A federal grand jury in Baltimore has indicted 31 people on drug-trafficking charges, officials announced yesterday, alleging a sophisticated and unusual operation in which illegal profits were laundered by purchasing life insurance policies for drug users and others, without their knowledge.
Authorities allege that Paulette Martin, 57, of Takoma Park and Richard Gunn, 52, an insurance agent in Burtonsville, acquired at least 17 life insurance policies over almost a decade.
"Some of those individuals did die sudden and violent deaths," said a law enforcement official familiar with the case who spoke on condition on anonymity because the information is considered sensitive. "The investigation into the circumstances surrounding those deaths continues."
Payments from the policies taken out for those who have since died generated hundreds of thousands of dollars, the official said. Proceeds were collected as recently as March. The defendants were not charged in connection with the deaths. The indictment alleges drug offenses and mail and wire fraud.
"This is sort of a novel and potentially cutting-edge form of identity theft," said Evan Hendricks, editor of Privacy Times, a Washington newsletter. "This is definitely a new spin, and it's quite a scary one, actually, in the sense that you start stealing people's identities and it only pays off when they die. That builds in all the wrong incentives."
The investigation began in October 2002, and the first arrests came last month. More followed this month, when search warrants were executed in Maryland, Washington and New York. Two of the defendants remain at large and are considered fugitives.
Martin, like most of the other defendants, is in the custody of U.S. marshals, a spokeswoman for Maryland U.S. Attorney Thomas M. DiBiagio said. Martin has appeared in court but has not yet entered a plea, the spokeswoman said.
The spokeswoman did not know Gunn's status, and it could not be determined late yesterday. A woman who answered the phone at Gunn's residence said he was not available and declined to comment further or identify his attorney.
DiBiagio's office said the defendants allegedly distributed multiple kilograms of cocaine, crack cocaine and heroin and became a "major drug source" in the Baltimore-Washington area. Agents seized more than $1 million in the searches this month, as well as eight handguns and "large quantities" of cocaine and heroin, DiBiagio's office said.
But, officials and experts said, the enterprise is notable less for the scale of the drug operation than for the alleged effort to launder proceeds through a form of identity theft.
Dean Boyd, a spokesman with U.S. Immigration and Customs Enforcement, said the alleged money-laundering aspect of the enterprise has few precedents. It is reminiscent, he said, of a practice by Colombian drug cartels, which in the 1990s purchased life insurance policies in Europe and other places, designating cartel associates as beneficiaries.
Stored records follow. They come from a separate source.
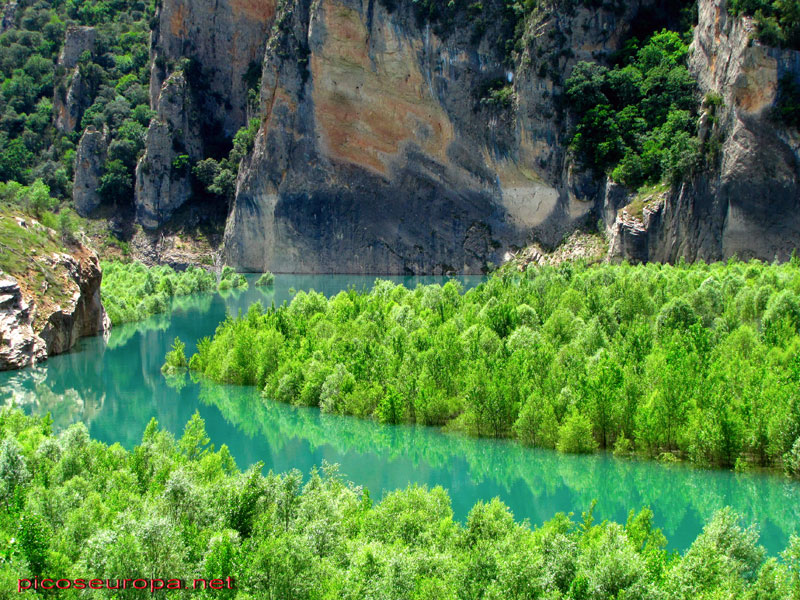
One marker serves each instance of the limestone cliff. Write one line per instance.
(391, 144)
(49, 297)
(72, 96)
(206, 56)
(376, 153)
(89, 161)
(748, 203)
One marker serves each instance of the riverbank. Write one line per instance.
(180, 509)
(688, 361)
(114, 385)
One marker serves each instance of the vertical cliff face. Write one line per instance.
(390, 144)
(72, 97)
(49, 298)
(89, 160)
(377, 154)
(206, 55)
(748, 202)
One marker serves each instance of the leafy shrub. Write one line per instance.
(575, 435)
(266, 280)
(636, 121)
(183, 507)
(658, 358)
(132, 291)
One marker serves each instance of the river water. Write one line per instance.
(115, 386)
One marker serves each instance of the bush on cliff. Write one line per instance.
(132, 291)
(636, 121)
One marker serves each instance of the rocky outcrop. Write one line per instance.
(377, 154)
(163, 178)
(206, 60)
(384, 147)
(19, 345)
(77, 41)
(73, 96)
(83, 314)
(748, 202)
(37, 322)
(89, 160)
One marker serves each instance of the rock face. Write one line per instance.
(84, 315)
(378, 155)
(73, 96)
(391, 145)
(747, 204)
(78, 40)
(19, 345)
(33, 328)
(163, 181)
(201, 102)
(88, 169)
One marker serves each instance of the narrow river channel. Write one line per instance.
(115, 386)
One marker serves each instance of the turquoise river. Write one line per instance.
(115, 386)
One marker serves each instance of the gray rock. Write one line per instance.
(160, 188)
(77, 41)
(71, 102)
(31, 330)
(73, 96)
(89, 160)
(19, 345)
(746, 204)
(376, 156)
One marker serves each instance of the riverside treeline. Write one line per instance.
(72, 508)
(695, 361)
(132, 291)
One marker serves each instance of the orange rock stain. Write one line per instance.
(367, 107)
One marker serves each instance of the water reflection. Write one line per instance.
(115, 386)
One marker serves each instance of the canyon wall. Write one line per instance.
(379, 154)
(37, 322)
(385, 147)
(747, 203)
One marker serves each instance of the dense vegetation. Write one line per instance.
(132, 291)
(636, 120)
(75, 508)
(115, 78)
(698, 361)
(36, 201)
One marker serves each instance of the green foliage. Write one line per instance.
(132, 291)
(789, 101)
(114, 81)
(694, 361)
(231, 280)
(636, 121)
(575, 435)
(175, 360)
(181, 509)
(266, 280)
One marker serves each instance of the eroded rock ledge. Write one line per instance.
(36, 324)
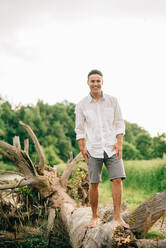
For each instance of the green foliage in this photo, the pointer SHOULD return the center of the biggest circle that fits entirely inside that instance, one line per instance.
(54, 127)
(155, 235)
(130, 152)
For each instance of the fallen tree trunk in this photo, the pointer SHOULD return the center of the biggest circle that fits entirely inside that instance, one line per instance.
(75, 219)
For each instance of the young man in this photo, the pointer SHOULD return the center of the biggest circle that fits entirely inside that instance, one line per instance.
(99, 131)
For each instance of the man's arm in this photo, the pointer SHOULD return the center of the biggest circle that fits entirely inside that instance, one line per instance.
(83, 149)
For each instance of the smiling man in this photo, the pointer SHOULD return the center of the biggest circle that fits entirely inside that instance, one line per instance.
(99, 131)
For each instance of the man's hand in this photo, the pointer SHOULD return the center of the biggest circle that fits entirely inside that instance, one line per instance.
(118, 148)
(85, 155)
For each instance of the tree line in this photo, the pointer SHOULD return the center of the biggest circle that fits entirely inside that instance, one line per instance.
(54, 126)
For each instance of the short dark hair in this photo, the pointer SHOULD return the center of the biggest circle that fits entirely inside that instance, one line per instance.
(95, 72)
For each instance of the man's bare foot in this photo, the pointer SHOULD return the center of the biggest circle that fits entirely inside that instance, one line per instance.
(94, 223)
(121, 222)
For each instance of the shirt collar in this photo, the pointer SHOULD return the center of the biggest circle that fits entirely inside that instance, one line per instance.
(90, 98)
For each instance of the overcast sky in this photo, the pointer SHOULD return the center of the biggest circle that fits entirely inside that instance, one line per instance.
(48, 47)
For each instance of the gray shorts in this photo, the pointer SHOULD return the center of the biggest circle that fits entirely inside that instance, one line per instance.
(113, 164)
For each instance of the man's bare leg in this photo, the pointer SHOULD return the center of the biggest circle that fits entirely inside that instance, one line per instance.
(94, 196)
(117, 199)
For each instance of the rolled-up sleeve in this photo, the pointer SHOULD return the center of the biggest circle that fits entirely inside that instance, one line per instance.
(118, 120)
(79, 123)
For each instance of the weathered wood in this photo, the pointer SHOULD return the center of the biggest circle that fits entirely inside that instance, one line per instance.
(144, 217)
(37, 145)
(46, 180)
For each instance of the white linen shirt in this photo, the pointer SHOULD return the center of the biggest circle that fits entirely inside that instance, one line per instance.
(98, 122)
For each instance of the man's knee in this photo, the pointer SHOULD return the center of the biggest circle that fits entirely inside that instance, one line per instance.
(117, 181)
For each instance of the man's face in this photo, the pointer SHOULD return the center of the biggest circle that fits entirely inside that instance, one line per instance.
(95, 83)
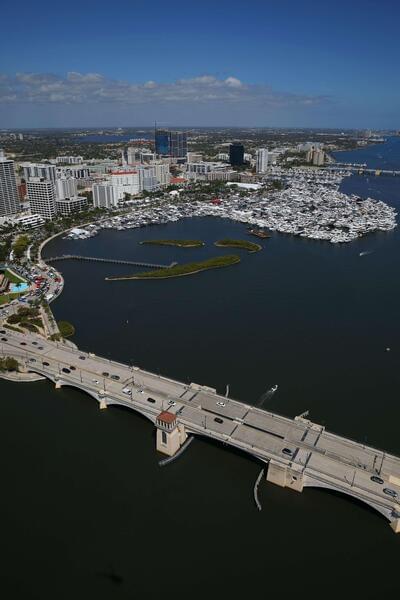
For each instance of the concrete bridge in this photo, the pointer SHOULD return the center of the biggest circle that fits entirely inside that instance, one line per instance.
(115, 261)
(362, 169)
(297, 452)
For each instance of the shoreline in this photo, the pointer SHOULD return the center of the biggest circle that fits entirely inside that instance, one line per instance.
(256, 248)
(138, 277)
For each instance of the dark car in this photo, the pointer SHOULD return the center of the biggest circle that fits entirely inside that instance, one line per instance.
(377, 479)
(287, 451)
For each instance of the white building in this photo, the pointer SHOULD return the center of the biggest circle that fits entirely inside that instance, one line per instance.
(194, 157)
(30, 221)
(77, 172)
(261, 160)
(42, 197)
(66, 206)
(199, 170)
(129, 180)
(66, 187)
(105, 195)
(306, 146)
(43, 171)
(318, 158)
(162, 173)
(69, 160)
(9, 201)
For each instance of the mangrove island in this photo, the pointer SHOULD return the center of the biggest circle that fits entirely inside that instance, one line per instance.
(244, 244)
(182, 270)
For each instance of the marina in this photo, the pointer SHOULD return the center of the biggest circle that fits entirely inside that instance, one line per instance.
(310, 205)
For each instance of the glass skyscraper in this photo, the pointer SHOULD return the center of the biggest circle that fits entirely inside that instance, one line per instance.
(162, 141)
(178, 144)
(171, 143)
(236, 154)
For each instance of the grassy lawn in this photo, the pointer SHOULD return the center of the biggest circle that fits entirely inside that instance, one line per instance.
(244, 244)
(178, 243)
(5, 298)
(181, 270)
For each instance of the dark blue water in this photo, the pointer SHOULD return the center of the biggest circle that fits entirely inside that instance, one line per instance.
(83, 498)
(383, 156)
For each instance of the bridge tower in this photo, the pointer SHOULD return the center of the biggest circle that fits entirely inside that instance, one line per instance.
(170, 435)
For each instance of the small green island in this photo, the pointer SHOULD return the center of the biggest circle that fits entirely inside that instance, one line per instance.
(244, 244)
(182, 270)
(66, 329)
(177, 243)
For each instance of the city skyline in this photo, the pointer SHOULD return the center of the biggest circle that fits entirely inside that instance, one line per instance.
(292, 66)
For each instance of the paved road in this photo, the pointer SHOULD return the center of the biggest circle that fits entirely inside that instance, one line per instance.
(320, 458)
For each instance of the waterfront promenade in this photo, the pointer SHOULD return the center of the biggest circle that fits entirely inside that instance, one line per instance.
(298, 453)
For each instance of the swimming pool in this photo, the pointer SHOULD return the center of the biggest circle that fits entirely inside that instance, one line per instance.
(18, 288)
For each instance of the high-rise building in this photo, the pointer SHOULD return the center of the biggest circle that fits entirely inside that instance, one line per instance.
(9, 202)
(178, 144)
(261, 160)
(236, 154)
(171, 143)
(318, 158)
(66, 187)
(43, 171)
(69, 160)
(162, 141)
(129, 179)
(105, 195)
(67, 206)
(42, 197)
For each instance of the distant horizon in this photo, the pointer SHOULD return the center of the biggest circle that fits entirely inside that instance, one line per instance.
(288, 64)
(188, 127)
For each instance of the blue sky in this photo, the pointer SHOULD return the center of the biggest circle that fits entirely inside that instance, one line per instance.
(264, 63)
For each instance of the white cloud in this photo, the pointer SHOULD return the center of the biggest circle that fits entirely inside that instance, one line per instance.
(89, 88)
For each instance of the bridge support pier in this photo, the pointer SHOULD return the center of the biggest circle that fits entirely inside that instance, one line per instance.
(395, 525)
(170, 434)
(285, 476)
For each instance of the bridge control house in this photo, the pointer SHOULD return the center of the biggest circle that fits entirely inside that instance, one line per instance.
(170, 435)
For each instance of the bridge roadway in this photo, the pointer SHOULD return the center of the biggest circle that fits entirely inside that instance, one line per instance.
(318, 458)
(116, 261)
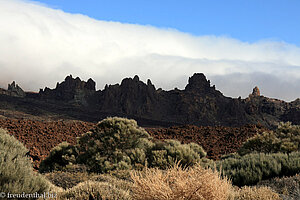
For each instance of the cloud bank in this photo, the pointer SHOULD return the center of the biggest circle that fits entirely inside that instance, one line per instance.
(41, 45)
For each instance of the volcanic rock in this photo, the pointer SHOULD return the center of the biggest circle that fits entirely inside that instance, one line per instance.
(13, 90)
(70, 90)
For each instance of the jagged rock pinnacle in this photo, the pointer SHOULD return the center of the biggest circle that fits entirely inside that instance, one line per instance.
(256, 91)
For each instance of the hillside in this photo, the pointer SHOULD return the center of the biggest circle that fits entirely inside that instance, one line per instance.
(198, 104)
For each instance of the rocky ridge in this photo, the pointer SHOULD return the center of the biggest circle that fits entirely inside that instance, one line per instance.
(198, 104)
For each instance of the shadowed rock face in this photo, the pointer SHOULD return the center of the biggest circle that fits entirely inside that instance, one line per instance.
(13, 90)
(72, 90)
(198, 104)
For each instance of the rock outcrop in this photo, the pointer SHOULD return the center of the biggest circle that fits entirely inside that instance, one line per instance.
(13, 90)
(71, 90)
(198, 104)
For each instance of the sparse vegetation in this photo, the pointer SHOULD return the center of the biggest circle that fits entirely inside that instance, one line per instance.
(16, 172)
(120, 144)
(177, 183)
(252, 168)
(285, 139)
(95, 190)
(256, 193)
(61, 156)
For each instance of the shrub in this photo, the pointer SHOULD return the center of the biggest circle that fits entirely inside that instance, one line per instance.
(120, 144)
(256, 193)
(285, 138)
(95, 190)
(252, 168)
(177, 183)
(167, 153)
(60, 157)
(67, 180)
(286, 187)
(16, 172)
(114, 143)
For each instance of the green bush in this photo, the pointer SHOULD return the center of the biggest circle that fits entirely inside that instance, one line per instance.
(287, 187)
(120, 144)
(285, 139)
(167, 153)
(252, 168)
(59, 158)
(16, 171)
(114, 143)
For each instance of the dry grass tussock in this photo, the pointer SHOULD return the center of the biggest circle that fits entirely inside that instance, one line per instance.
(94, 190)
(194, 183)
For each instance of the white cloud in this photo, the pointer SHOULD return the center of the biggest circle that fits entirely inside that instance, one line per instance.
(40, 46)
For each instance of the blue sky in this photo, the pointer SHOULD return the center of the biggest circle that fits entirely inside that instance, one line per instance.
(246, 20)
(237, 44)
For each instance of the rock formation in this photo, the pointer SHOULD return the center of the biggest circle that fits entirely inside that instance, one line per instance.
(255, 92)
(71, 90)
(198, 104)
(13, 90)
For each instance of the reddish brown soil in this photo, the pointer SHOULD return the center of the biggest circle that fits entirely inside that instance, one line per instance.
(41, 136)
(216, 141)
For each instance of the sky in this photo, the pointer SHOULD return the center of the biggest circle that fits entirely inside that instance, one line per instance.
(237, 44)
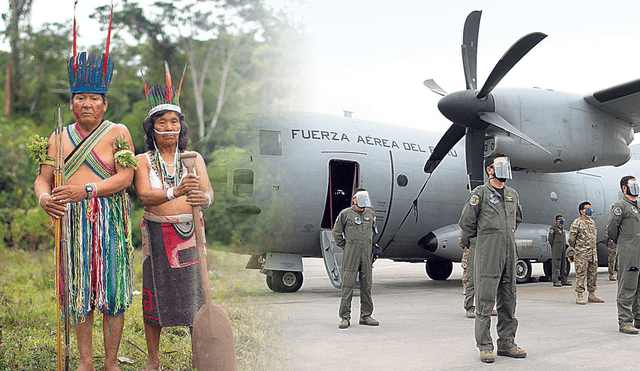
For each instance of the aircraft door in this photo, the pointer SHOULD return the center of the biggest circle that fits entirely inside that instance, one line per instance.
(343, 180)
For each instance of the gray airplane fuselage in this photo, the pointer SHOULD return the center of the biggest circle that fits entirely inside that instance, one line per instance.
(322, 158)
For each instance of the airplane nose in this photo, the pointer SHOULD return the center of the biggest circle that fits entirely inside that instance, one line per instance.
(429, 242)
(463, 107)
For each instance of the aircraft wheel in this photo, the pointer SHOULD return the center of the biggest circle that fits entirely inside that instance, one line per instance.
(284, 281)
(439, 270)
(523, 271)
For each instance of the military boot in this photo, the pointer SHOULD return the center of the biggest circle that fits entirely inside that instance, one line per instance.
(486, 356)
(594, 299)
(628, 330)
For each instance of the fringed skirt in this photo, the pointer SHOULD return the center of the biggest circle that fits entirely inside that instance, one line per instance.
(171, 289)
(100, 255)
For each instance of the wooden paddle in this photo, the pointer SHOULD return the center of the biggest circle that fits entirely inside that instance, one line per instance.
(212, 336)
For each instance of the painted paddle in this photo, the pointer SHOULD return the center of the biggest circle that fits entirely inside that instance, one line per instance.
(212, 337)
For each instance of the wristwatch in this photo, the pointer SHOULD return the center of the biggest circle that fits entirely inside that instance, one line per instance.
(89, 189)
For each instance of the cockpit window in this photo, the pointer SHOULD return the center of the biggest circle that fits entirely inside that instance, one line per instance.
(270, 143)
(243, 183)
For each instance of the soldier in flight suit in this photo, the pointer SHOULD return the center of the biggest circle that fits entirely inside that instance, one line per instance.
(558, 253)
(623, 228)
(582, 237)
(492, 215)
(353, 231)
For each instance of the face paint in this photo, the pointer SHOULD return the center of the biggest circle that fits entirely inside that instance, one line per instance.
(166, 132)
(632, 187)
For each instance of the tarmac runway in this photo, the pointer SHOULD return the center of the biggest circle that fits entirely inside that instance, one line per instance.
(423, 325)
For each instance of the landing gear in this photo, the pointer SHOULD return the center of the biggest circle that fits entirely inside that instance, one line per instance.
(523, 271)
(284, 281)
(439, 270)
(548, 269)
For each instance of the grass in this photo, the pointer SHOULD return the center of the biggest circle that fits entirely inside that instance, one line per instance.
(28, 313)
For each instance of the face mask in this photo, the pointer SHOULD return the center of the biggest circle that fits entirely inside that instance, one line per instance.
(632, 187)
(166, 132)
(362, 199)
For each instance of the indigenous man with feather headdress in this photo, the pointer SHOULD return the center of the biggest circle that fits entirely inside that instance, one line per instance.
(99, 165)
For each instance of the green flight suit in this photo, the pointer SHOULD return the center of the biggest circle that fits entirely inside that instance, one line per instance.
(353, 231)
(623, 228)
(470, 251)
(558, 243)
(493, 221)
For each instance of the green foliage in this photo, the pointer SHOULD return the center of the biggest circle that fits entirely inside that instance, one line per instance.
(31, 229)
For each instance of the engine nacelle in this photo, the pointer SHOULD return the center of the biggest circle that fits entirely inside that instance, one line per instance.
(578, 135)
(531, 242)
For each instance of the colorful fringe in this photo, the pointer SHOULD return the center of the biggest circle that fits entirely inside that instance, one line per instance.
(100, 255)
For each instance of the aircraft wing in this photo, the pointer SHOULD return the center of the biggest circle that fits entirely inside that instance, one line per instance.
(621, 101)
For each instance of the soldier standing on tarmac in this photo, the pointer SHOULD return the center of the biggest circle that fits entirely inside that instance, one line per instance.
(622, 228)
(492, 214)
(582, 237)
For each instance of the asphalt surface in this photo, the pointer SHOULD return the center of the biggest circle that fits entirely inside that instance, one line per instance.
(423, 325)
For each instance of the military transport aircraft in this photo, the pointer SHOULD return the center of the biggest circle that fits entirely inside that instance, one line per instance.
(293, 173)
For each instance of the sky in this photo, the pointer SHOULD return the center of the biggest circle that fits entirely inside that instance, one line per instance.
(372, 57)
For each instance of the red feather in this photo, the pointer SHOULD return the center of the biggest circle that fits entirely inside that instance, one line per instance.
(181, 79)
(146, 89)
(75, 36)
(169, 94)
(105, 64)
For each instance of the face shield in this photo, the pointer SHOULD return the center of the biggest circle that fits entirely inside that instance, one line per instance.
(362, 199)
(502, 168)
(633, 187)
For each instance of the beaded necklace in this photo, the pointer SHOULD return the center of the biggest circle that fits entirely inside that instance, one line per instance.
(160, 166)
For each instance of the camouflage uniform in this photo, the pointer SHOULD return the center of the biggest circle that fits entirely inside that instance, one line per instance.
(558, 254)
(493, 221)
(583, 238)
(611, 249)
(353, 231)
(624, 229)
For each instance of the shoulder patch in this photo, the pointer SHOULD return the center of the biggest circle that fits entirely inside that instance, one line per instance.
(617, 211)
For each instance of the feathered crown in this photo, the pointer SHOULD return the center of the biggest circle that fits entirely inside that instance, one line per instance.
(90, 73)
(163, 97)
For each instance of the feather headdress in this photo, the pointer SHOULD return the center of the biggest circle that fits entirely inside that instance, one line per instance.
(88, 72)
(163, 97)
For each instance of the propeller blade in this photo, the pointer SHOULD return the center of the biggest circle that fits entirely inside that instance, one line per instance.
(448, 140)
(499, 121)
(434, 87)
(474, 153)
(470, 49)
(509, 59)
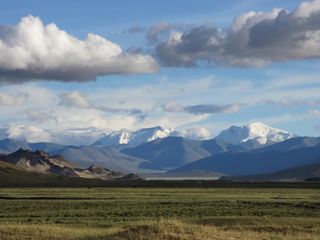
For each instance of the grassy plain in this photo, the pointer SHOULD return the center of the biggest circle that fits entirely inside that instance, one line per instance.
(159, 213)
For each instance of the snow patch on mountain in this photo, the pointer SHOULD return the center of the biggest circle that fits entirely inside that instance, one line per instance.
(135, 138)
(257, 132)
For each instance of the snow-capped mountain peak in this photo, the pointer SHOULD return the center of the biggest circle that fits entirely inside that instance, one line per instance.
(135, 138)
(257, 132)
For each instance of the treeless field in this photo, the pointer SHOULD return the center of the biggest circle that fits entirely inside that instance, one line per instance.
(159, 213)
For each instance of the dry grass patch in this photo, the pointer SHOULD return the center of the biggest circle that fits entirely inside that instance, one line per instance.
(154, 230)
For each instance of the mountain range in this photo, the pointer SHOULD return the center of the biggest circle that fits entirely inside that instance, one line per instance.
(252, 150)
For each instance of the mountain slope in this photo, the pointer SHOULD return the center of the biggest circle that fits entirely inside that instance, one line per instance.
(45, 146)
(254, 135)
(110, 158)
(9, 145)
(168, 153)
(295, 173)
(264, 160)
(134, 138)
(42, 163)
(215, 146)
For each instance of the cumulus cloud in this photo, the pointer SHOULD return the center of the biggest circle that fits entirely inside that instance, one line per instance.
(9, 100)
(156, 30)
(74, 99)
(32, 50)
(78, 100)
(201, 108)
(314, 112)
(254, 39)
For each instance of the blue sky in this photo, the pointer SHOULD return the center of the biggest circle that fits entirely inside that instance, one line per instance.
(234, 88)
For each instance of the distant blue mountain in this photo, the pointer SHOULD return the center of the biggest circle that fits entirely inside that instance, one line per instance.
(283, 155)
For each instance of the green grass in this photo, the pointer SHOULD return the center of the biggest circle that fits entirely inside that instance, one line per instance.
(165, 213)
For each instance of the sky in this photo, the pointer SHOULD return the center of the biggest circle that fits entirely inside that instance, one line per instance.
(71, 71)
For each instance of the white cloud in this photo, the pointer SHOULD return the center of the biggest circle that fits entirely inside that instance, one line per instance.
(22, 132)
(314, 112)
(201, 108)
(74, 99)
(10, 100)
(32, 50)
(253, 40)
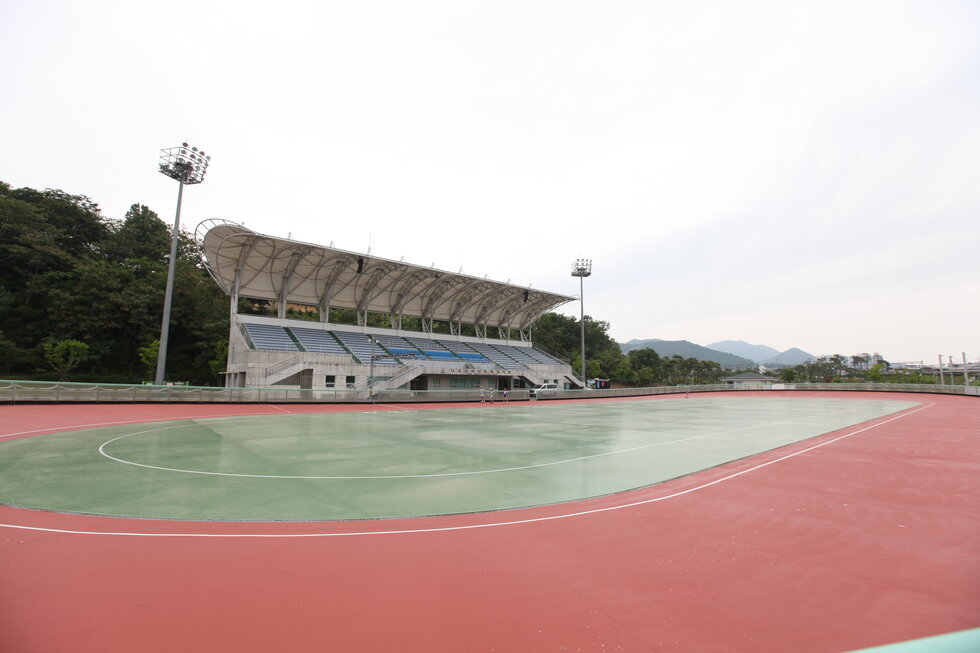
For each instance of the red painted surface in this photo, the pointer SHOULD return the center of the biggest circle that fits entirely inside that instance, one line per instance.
(873, 538)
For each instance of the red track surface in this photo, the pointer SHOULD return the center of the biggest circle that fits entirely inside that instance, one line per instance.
(870, 539)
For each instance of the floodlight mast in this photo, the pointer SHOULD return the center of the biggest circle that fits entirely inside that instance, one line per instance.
(582, 268)
(187, 165)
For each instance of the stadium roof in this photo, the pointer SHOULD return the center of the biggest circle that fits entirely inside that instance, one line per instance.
(248, 264)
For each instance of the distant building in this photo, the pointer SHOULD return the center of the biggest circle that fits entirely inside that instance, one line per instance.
(751, 378)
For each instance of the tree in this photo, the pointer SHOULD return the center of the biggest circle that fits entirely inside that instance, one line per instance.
(64, 356)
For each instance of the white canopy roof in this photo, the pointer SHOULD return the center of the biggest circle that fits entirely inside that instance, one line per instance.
(249, 264)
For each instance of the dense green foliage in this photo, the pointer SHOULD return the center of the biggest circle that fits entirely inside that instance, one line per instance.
(68, 273)
(562, 335)
(81, 297)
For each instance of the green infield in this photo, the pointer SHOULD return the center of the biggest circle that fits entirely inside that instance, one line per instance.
(403, 463)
Law enforcement agents believe the cartels laundered $80 million worth of drug proceeds through such policies.
In those instances, however, the policies were cashed out after short periods of time, before the deaths of the people for whom they were taken out. Liquidating a policy in that way came with financial penalties, but cartel associates received funds that appeared to be legitimate insurance or investment proceeds.
By contrast, the policies described in the indictment announced yesterday paid when the people for whom they were taken out died.